Em A Hora da História, a escritora indiana Thrity Umrigar narra a história de Lakshmi, uma indiana de trinta e dois anos que mora há cinco anos nos Estados Unidos com o marido. Apesar do tempo, Lakshmi sente que não pertence ao lugar, não fala corretamente o idioma, sente saudades da família que ficou na Índia e, em profundo desespero e isolamento, tenta o suicídio.
A imagem que temos dessa personagem desde as primeiras páginas nos sensibiliza diante do seu sofrimento, afinal a sensação de inadequação e isolamento é comum entre os imigrantes - temática frequente nos romances de Umrigar. Ao mesmo tempo, consideramos os aspectos culturais da Índia que contribuem significativamente para reiterar a violência contra a mulher.
Após o casamento, quase sempre arranjado, as mulheres indianas passam a ser "propriedade" das famílias dos maridos (afinal, foram compradas com o dote pago por elas) e, assim como acontece com Lakshmi no romance, muitas vezes são proibidas de entrar em contato com a sua família, passando a ser uma mão de obra gratuita para as novas famílias às quais agora pertencem. Lakshmi trabalha noite e dia no restaurante do marido nos Estados Unidos, sem nada ganhar pelo seu trabalho, além de fazer todas as tarefas domésticas. Sem possuir nenhuma independência, ela, assim como muitas mulheres, vivem em situação de total subserviência e silenciamento.

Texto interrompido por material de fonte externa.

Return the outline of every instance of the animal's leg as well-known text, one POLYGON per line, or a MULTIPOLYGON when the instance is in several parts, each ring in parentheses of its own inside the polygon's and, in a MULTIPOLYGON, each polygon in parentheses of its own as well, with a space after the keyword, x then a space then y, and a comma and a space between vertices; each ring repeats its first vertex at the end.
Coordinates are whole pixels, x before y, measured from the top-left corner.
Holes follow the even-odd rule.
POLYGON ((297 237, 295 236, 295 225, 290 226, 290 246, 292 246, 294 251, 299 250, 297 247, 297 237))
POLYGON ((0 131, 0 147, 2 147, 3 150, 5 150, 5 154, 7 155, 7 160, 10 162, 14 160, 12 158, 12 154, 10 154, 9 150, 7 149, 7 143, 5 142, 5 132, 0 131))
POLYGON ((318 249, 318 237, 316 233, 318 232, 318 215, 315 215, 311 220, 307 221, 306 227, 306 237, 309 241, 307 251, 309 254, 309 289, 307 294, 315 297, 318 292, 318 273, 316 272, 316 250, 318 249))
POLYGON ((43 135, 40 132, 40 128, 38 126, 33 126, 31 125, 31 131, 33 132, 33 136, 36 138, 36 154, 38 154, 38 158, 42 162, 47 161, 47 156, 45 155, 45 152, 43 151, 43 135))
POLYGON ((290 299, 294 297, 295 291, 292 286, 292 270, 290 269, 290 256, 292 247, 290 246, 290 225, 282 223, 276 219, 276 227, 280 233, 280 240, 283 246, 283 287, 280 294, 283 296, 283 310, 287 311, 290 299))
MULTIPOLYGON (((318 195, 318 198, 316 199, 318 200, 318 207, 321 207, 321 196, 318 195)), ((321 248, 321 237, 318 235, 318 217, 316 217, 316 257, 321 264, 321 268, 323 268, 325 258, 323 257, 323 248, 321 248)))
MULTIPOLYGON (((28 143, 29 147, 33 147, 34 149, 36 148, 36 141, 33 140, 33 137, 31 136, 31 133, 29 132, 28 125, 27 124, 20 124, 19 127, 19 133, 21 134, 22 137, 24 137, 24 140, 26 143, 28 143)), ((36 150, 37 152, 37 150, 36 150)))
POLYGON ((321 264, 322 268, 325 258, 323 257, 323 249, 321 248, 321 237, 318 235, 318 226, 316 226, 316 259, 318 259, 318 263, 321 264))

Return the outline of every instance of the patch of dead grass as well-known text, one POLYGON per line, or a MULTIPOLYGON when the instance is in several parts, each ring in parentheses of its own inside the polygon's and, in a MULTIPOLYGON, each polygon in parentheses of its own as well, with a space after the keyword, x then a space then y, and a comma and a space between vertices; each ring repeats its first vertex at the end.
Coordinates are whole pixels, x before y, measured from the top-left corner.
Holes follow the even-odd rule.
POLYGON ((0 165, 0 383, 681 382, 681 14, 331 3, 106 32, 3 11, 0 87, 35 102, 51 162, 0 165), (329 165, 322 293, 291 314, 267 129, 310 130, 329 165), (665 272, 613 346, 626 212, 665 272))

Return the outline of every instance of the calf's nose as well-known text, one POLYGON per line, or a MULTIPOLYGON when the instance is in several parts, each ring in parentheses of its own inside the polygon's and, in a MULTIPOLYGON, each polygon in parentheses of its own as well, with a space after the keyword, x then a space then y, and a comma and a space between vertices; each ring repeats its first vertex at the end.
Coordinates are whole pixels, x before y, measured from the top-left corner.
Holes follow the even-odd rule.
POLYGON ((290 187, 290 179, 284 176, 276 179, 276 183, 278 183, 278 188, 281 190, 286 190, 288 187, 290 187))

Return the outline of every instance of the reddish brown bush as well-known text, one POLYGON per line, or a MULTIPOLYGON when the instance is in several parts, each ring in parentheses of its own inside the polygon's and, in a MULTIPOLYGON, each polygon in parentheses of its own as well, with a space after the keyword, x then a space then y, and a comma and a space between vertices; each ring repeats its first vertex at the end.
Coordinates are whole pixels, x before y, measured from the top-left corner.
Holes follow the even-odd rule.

Mas quando Lakshmi é levada para o hospital após a tentativa de suicídio, ela é atendida pela psicóloga Margaret, que logo percebe sua tristeza e solidão. Após algumas tentativas de conversa, a psicóloga e a paciente estabelecem uma comunicação e percebem que tem mais coisas em comum do que imaginam. Maggie, como passa a ser chamada, é casada com um intelectual e professor indiano que mora há anos nos EUA. Além de compreender algumas das tradições indianas por conta de seu próprio casamento, estranhas aos olhos dos estadunidenses, Maggie compreende a dor de Lakshmi por ter perdido a mãe tão cedo, algo que ainda é muito doloroso para ela mesma, assim como seu distanciamento da família, e acaba por oferecer sessões gratuitas para Lakshmi a partir daí.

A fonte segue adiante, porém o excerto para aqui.